The exhibition will inaugurate the commemoration of the 80th anniversary of the Exposition Internationale des Arts et des Techniques appliquées à la Vie Moderne, in 1937 in Paris, with the aim of paying homage to the artists who took place in it. The curator of the show, Juan Manuel Bonet, current director of the Instituto Cervantes in Paris, and former director of the Museo Nacional Centro de Arte Reina Sofía in Madrid, explains: “Everyday there is an increasing awareness that the International Exposition was an exceptional event”. The Spanish Pavilion for the Universal Exposition of Paris, 1937, was created in a period of great turbulence, as Spain was in the midst of a Civil War. For this reason, the Pavilion presented by the Spanish Republican Government became a strategic platform to vindicate the tragic situation the country was going through. The architects who designed the building were Josep Lluís Sert and Luis Lacasa, and José Gaos was the curator of the exhibition. José Gaos counted on the participation of many Spanish artists. The main artists: Picasso (Guernica), Miró (El Segador), Calder (Mercury Fountain) and González (Montserrat) created some of the most relevant pieces in art history. In this regard, Picasso commented: “Maybe, later on, some art historian will prove that my painting has changed because of the war. I myself don’t know”. According to Joan Miró’s grandson Joan Punyet Miró: “The Reaper and the Guernica seemed political propaganda posters of monumental dimensions. Nobody chose a solid and durable support, because they knew in advance that those works were ephemeral, just to make an impact, and that they would finally disappear together with the pavilion.”

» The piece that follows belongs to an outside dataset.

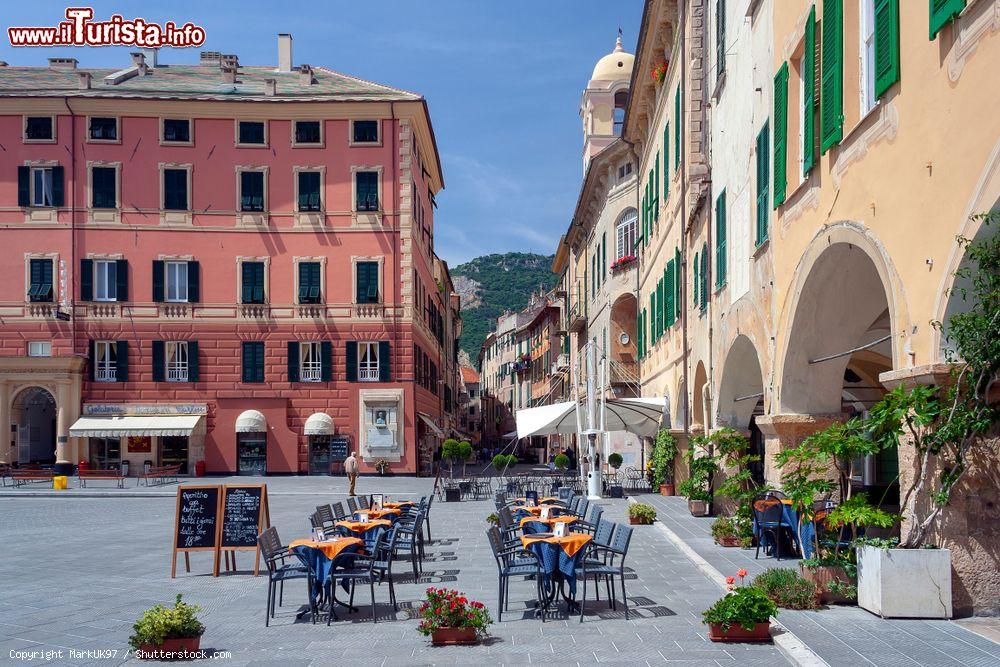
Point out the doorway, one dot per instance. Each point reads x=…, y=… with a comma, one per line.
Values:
x=251, y=454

This a historically accurate project featuring paintings, drawings and sculptures by Pablo Picasso, Joan Miró, Alexander Calder and Julio González. The exhibition has been the result of a year-long research and document gathering; intense work has been carried out, full of interesting findings and discoveries, that enables us to show and evoke the Spanish Pavilion in a most accurate and faithful way. The pieces that will be displayed share a very close link with those presented by the republican artists in 1937. Furthermore, a reconstruction of El Segador —approved by Successió Miró— will be shown.